Although those are all possibilities, perhaps the most likely interpretation is reinforced by how narrative driven the BioShock series has been, consistently spanning three games. The narrative is more complex literary commentary, referencing the original story about the dangers of women and knowledge—the fable of Adam and Eve. Adam’s original mate, Lilith, was forsaken because she would not be subservient to and defined by her relationship with Adam—much like women in the games must be defined as a daughter. Adam’s second mate, Eve eats the forbidden fruit, notably from the tree of knowledge, and is the cause of their banishment from Eden. The women in the game, who like Lilith, will not define themselves by association with a man; they embrace their intellectual capacity like Eve choosing to embrace knowledge. As a result, like Eve, the scientists bring about the destruction of Rapture and Columbia, which is often referred to as Eden in the game.
No matter the motive or interpretation, it is impossible to deny that the BioShock games are exploring new territory with their female leads, featuring them as not only drivers of the narrative, but as really cool, strong characters. That they are willing to explore new ways of making women active participants in the narrative, and give them some degree of intelligence and strength of spirit is a huge positive for the modern video game gal.

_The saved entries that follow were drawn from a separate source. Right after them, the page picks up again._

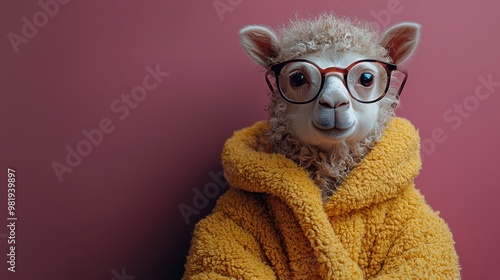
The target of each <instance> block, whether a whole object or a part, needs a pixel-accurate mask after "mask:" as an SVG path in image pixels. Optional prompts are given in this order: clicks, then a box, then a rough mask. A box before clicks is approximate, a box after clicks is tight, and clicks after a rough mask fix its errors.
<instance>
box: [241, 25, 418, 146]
mask: <svg viewBox="0 0 500 280" xmlns="http://www.w3.org/2000/svg"><path fill="white" fill-rule="evenodd" d="M323 20H331V21H332V22H335V21H334V20H333V19H329V18H327V19H323ZM320 23H321V22H320ZM327 25H328V24H326V25H325V24H324V23H321V24H315V25H314V26H315V28H319V29H321V28H324V26H327ZM310 26H311V25H310V22H309V21H305V22H304V23H303V27H302V28H305V29H307V28H310ZM344 28H345V27H344ZM353 28H354V27H353ZM356 28H358V27H356ZM358 29H359V28H358ZM323 31H324V30H323ZM341 31H342V30H339V34H337V35H338V36H337V35H336V36H337V37H339V38H342V39H341V40H340V39H339V40H340V41H342V40H344V39H345V38H346V36H347V34H345V36H343V35H342V34H341V33H342V32H341ZM344 31H345V30H344ZM297 32H299V33H300V34H302V36H303V37H301V36H298V37H297V38H296V40H297V46H298V45H300V44H302V45H304V44H307V43H311V44H313V45H314V44H315V41H314V40H312V41H310V42H307V40H311V38H309V37H308V36H309V35H307V36H305V35H303V32H302V31H300V30H297ZM310 33H311V34H316V33H315V32H310ZM325 34H330V33H328V32H326V33H325ZM359 34H362V32H361V33H359ZM359 34H358V35H357V36H358V37H357V40H358V41H363V40H369V39H367V38H368V37H369V36H368V37H366V36H362V37H359V36H360V35H359ZM419 34H420V26H419V25H418V24H415V23H409V22H407V23H400V24H396V25H394V26H392V27H390V28H389V29H387V30H386V31H385V32H384V34H383V35H382V37H381V38H380V41H378V42H368V41H367V42H364V43H369V44H375V45H377V46H380V47H382V48H383V49H385V50H386V51H387V55H388V56H389V57H390V59H391V60H392V63H394V64H397V65H399V64H400V63H403V62H404V61H405V60H406V59H407V58H408V57H409V56H411V54H412V53H413V51H414V50H415V48H416V46H417V44H418V40H419ZM351 35H352V34H351ZM240 36H241V43H242V45H243V48H244V49H245V51H246V52H247V53H248V54H249V55H250V56H251V57H252V58H253V59H254V60H255V61H256V62H258V63H259V64H260V65H262V66H263V67H264V68H266V69H268V68H269V67H271V66H272V65H273V62H275V61H277V60H278V61H280V60H279V59H278V58H279V57H280V53H281V52H283V51H284V49H283V45H282V42H281V41H280V39H279V38H278V36H277V35H276V34H275V33H274V31H272V30H270V29H268V28H266V27H264V26H257V25H253V26H247V27H245V28H243V29H242V30H241V31H240ZM292 37H293V36H292ZM288 39H290V38H288ZM316 39H317V40H319V41H321V40H324V38H323V37H321V36H319V37H318V38H316ZM332 40H333V39H332ZM335 40H337V39H335ZM335 40H333V41H332V42H334V41H335ZM332 44H334V43H331V44H330V45H332ZM319 49H321V48H319ZM304 53H305V52H304ZM365 55H368V54H366V53H365ZM380 56H381V57H382V56H383V55H381V54H380ZM300 58H301V59H307V60H309V61H311V62H313V63H314V64H316V65H317V66H318V67H319V68H322V69H326V68H329V67H337V68H347V67H348V66H349V65H351V64H352V63H353V62H355V61H358V60H361V59H367V58H374V57H366V56H363V55H362V54H360V53H352V52H351V53H333V52H332V51H331V50H329V49H326V51H321V52H316V53H312V54H308V55H304V56H302V57H300ZM287 65H288V64H287ZM287 65H280V66H282V67H283V68H284V67H285V66H287ZM300 67H302V69H303V71H305V72H304V73H306V72H307V71H308V68H307V67H309V65H308V64H306V65H305V66H304V65H300ZM300 67H298V68H297V69H300ZM311 67H315V66H311ZM367 67H368V68H362V69H363V70H361V71H359V72H356V71H354V72H356V73H355V75H353V77H354V80H353V81H354V82H355V83H357V81H359V82H360V83H359V86H364V88H361V87H359V90H360V91H359V92H358V91H356V90H355V89H357V86H358V84H355V86H354V87H355V88H354V90H353V84H352V82H353V81H351V80H350V77H351V76H350V75H349V76H348V84H349V85H350V88H351V93H352V92H353V91H356V92H357V93H358V94H359V93H361V92H363V93H364V95H363V96H364V97H361V95H358V96H357V98H358V99H361V100H364V101H372V100H375V99H376V98H372V97H373V96H370V95H369V94H371V93H374V92H377V90H378V92H379V93H380V88H379V87H380V86H381V85H384V84H385V85H387V79H388V77H387V76H386V80H384V79H382V80H378V81H377V82H375V86H371V81H370V79H371V76H369V75H373V76H374V77H375V76H377V75H380V76H378V77H382V75H384V74H383V73H382V72H383V70H380V69H378V70H377V69H376V68H370V67H371V66H367ZM283 68H281V69H283ZM310 69H312V68H310ZM353 69H355V68H352V69H351V71H352V70H353ZM356 69H359V68H356ZM365 69H366V73H369V75H367V76H363V73H365ZM290 70H291V71H289V70H287V69H285V73H286V74H287V75H285V76H284V77H282V74H281V72H280V73H279V74H277V72H275V75H278V77H274V78H275V81H276V83H275V85H276V86H280V88H281V92H283V89H284V88H283V86H285V87H287V86H288V87H289V88H288V90H289V91H288V93H290V92H292V94H293V96H292V97H290V96H288V95H287V98H288V99H290V100H292V99H300V100H293V101H295V102H306V101H309V100H311V99H309V98H312V97H314V96H315V95H314V94H315V93H317V92H318V91H319V87H320V86H318V85H320V84H321V74H319V77H320V78H317V77H318V75H314V73H313V74H312V75H310V76H309V77H311V76H314V77H316V78H313V79H312V80H310V81H308V83H307V85H308V86H309V88H308V87H305V88H302V87H301V86H302V85H303V84H304V80H303V79H302V78H304V77H300V75H299V76H297V77H292V76H291V75H288V74H292V75H293V74H294V69H290ZM273 71H274V70H273ZM280 71H283V70H280ZM312 71H314V69H312ZM327 72H328V73H327V74H325V81H324V84H323V87H322V88H321V91H320V92H319V95H318V97H317V98H316V99H314V100H312V101H311V102H309V103H305V104H295V103H290V102H288V101H285V100H284V99H282V100H281V101H282V102H285V103H286V106H287V111H286V117H287V118H288V120H289V121H290V123H291V127H292V131H291V132H292V133H293V134H294V135H295V137H297V138H299V140H301V141H302V142H304V143H306V144H311V145H315V146H318V147H321V148H324V149H327V150H328V149H329V148H330V147H332V145H335V144H336V143H339V142H342V141H346V142H355V141H360V140H362V139H363V138H365V137H366V136H367V135H368V134H369V133H370V132H371V131H372V130H373V129H374V128H375V126H377V124H378V118H379V117H380V116H381V115H383V114H380V109H381V106H382V104H381V103H380V102H374V103H360V102H358V101H356V100H355V99H353V98H352V97H351V95H349V91H348V90H347V88H346V85H345V84H344V82H343V74H339V73H338V72H335V71H332V72H329V71H327ZM311 73H312V72H311ZM317 73H318V72H316V74H317ZM349 73H351V72H349ZM306 74H307V73H306ZM295 79H296V80H295ZM284 80H286V81H287V82H285V84H281V83H282V82H283V81H284ZM287 83H288V84H287ZM270 85H271V88H272V89H271V90H273V92H274V94H276V95H278V96H280V97H279V98H281V95H280V94H279V93H278V91H277V90H275V89H274V88H273V83H272V82H270ZM377 85H378V87H377ZM311 88H312V90H310V89H311ZM286 90H287V89H286V88H285V91H286ZM383 91H384V89H382V92H383ZM311 93H313V94H312V97H311ZM304 94H305V95H304ZM304 96H306V98H304ZM364 98H365V99H364ZM304 99H305V100H304ZM366 99H369V100H366ZM271 109H272V108H271Z"/></svg>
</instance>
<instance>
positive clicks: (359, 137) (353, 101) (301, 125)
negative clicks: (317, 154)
mask: <svg viewBox="0 0 500 280" xmlns="http://www.w3.org/2000/svg"><path fill="white" fill-rule="evenodd" d="M301 58H302V59H307V60H309V61H311V62H314V63H315V64H317V65H318V66H319V67H321V68H323V69H325V68H329V67H338V68H346V67H347V66H349V65H351V64H352V63H353V62H356V61H358V60H361V59H366V58H367V57H363V56H361V55H359V54H354V53H347V54H340V55H339V54H332V53H330V52H328V51H326V52H320V53H315V54H312V55H307V56H303V57H301ZM376 71H377V69H373V71H372V73H373V74H374V75H386V74H385V72H384V73H377V72H376ZM343 80H344V77H343V75H342V74H341V73H337V72H333V73H329V74H327V75H326V77H325V82H324V84H323V87H322V89H321V91H320V93H319V96H318V97H317V98H316V99H315V100H313V101H311V102H309V103H306V104H292V103H287V116H288V119H289V120H290V123H291V127H292V130H293V131H292V132H293V134H294V135H295V137H297V138H298V139H299V140H301V141H302V142H303V143H306V144H311V145H315V146H319V147H323V148H326V149H327V148H328V147H331V146H332V144H335V143H339V142H340V141H343V140H345V141H347V142H353V141H359V140H361V139H363V138H365V137H366V136H367V135H368V134H369V132H370V131H371V130H372V129H373V128H374V127H375V126H376V125H377V117H378V113H379V110H380V105H379V103H377V102H375V103H368V104H366V103H360V102H358V101H356V100H354V99H353V98H352V97H351V96H350V95H349V92H348V90H347V88H346V86H345V84H344V82H343ZM312 82H318V81H312ZM283 102H286V101H284V100H283Z"/></svg>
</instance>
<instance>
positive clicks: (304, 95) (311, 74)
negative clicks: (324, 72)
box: [278, 61, 321, 102]
mask: <svg viewBox="0 0 500 280" xmlns="http://www.w3.org/2000/svg"><path fill="white" fill-rule="evenodd" d="M278 82H279V87H280V90H281V93H282V94H283V95H284V96H285V97H286V98H287V99H289V100H290V101H292V102H308V101H311V100H312V99H313V98H314V97H315V96H316V94H318V92H319V90H320V87H321V73H320V72H319V70H318V69H317V68H316V67H315V66H314V65H312V64H310V63H307V62H297V61H292V62H289V63H287V64H285V65H284V66H283V68H282V69H281V72H280V74H279V76H278Z"/></svg>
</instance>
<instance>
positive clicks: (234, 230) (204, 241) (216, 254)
mask: <svg viewBox="0 0 500 280" xmlns="http://www.w3.org/2000/svg"><path fill="white" fill-rule="evenodd" d="M255 204H256V203H254V201H251V200H248V199H247V198H245V196H244V195H241V193H240V194H237V193H235V192H233V191H231V190H230V191H228V193H226V195H224V196H223V197H221V199H219V201H218V203H217V206H216V208H215V209H214V211H213V213H212V214H210V215H209V216H207V217H206V218H205V219H203V220H201V221H200V222H199V223H198V224H197V225H196V227H195V231H194V234H193V239H192V241H191V248H190V251H189V256H188V258H187V262H186V267H185V269H186V270H185V273H184V277H183V279H186V280H187V279H193V280H194V279H196V280H198V279H277V277H276V274H275V272H274V270H273V268H272V267H271V265H270V260H269V256H266V255H265V253H264V251H263V250H262V247H261V246H262V242H260V241H261V239H265V236H261V237H259V236H258V235H256V234H255V233H254V232H252V230H251V229H249V228H246V225H252V224H253V227H254V228H255V223H259V222H260V223H262V221H259V219H257V220H256V219H255V218H256V217H260V216H262V213H260V212H261V211H262V209H260V207H259V206H258V205H255ZM257 226H258V225H257ZM262 227H264V228H265V227H266V225H264V224H263V225H262V226H261V229H262ZM271 242H272V241H271Z"/></svg>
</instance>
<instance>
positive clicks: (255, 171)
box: [222, 118, 421, 216]
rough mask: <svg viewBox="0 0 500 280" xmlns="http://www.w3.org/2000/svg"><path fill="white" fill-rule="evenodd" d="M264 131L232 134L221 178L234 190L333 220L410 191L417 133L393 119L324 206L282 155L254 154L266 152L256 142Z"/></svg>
mask: <svg viewBox="0 0 500 280" xmlns="http://www.w3.org/2000/svg"><path fill="white" fill-rule="evenodd" d="M268 130H269V125H268V124H267V123H266V122H262V121H261V122H257V123H256V124H254V125H253V126H251V127H249V128H245V129H243V130H240V131H237V132H235V134H234V136H233V137H232V138H230V139H229V140H228V141H227V142H226V144H225V145H224V149H223V153H222V165H223V168H224V175H225V176H226V179H227V181H228V182H229V183H230V185H231V186H232V187H233V188H237V189H242V190H245V191H249V192H257V193H267V194H270V195H273V196H276V197H278V198H280V199H281V200H283V201H284V202H285V203H286V204H288V205H289V206H290V207H291V208H292V209H295V210H299V208H303V210H304V211H305V212H310V211H311V210H313V208H315V209H316V210H318V211H320V209H321V210H323V211H320V212H323V213H324V211H325V210H326V213H327V215H328V216H334V215H341V214H344V213H347V212H350V211H352V210H357V209H361V208H363V207H366V206H369V205H372V204H376V203H381V202H384V201H386V200H389V199H391V198H394V197H395V196H397V195H398V194H399V193H401V192H402V191H403V190H404V188H406V187H408V186H410V185H412V184H413V180H414V179H415V177H416V176H417V175H418V172H419V170H420V167H421V161H420V153H419V151H420V138H419V136H418V132H417V131H416V130H415V128H414V127H413V125H412V124H411V123H410V122H409V121H408V120H405V119H402V118H394V119H393V120H392V121H391V122H390V123H389V124H388V126H387V128H386V130H385V131H384V134H383V136H382V138H381V140H380V142H379V143H377V144H376V145H375V147H374V148H373V149H372V151H371V152H370V153H369V154H368V155H367V156H366V157H365V158H364V159H363V160H362V161H361V162H360V163H359V164H358V165H357V166H356V167H355V168H354V170H352V171H351V172H350V173H349V175H348V176H347V177H346V179H345V180H344V182H343V183H342V185H341V186H340V187H339V189H338V190H337V191H336V192H335V193H334V194H333V195H332V197H331V198H330V200H329V201H327V202H326V203H325V205H323V202H322V200H321V192H320V190H319V188H318V187H317V186H316V185H315V184H314V182H313V181H312V179H311V178H310V177H309V175H308V173H307V172H306V171H305V170H304V169H303V168H301V167H299V166H298V165H297V164H295V163H294V162H293V161H291V160H290V159H287V158H285V156H283V155H281V154H276V153H271V152H265V151H260V150H258V149H257V147H258V146H265V145H262V143H258V141H259V139H262V137H259V136H260V135H262V134H263V133H265V132H266V131H268ZM304 211H300V210H299V211H298V212H302V213H304ZM313 212H314V210H313Z"/></svg>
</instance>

The obvious theme of the games are social experiments gone wrong, and now the BioShock games have touched on three of the most obvious, and radically different, possibilities—the Ayn Rand model, the socially altruistic model, and the religious model. When a game’s premise is to raise questions about a society’s structure, especially games that are so carefully planned from the beginning, it’s no mistake that they make certain roles for certain genders, and to simply chalk it up to “a male hero sells,” is doing a disservice to the game’s creators. The little sisters in BioShock collect what give people power, and in the most recent Infinite, Elizabeth, Dr. Rosalind, and Lady Comstock/Siren carry the power within themselves. They’re taking these roles in the right direction as strong characters, even if their naivety is the source of all the world’s troubles, and pragmatically by creating a female follower in Elizabeth who is, at the very least, not annoying for game play. Across media, from TV shows, to video games, to blockbuster movies and books, we are seeing stories where a heroine is able to sustain, and make wildly successfully, action stories. A shift is occurring with our story telling medium, something the BioShock series has been trying to do from the beginning. Their portrayal of cool, capable, intelligent women steps closer to reality with each new game.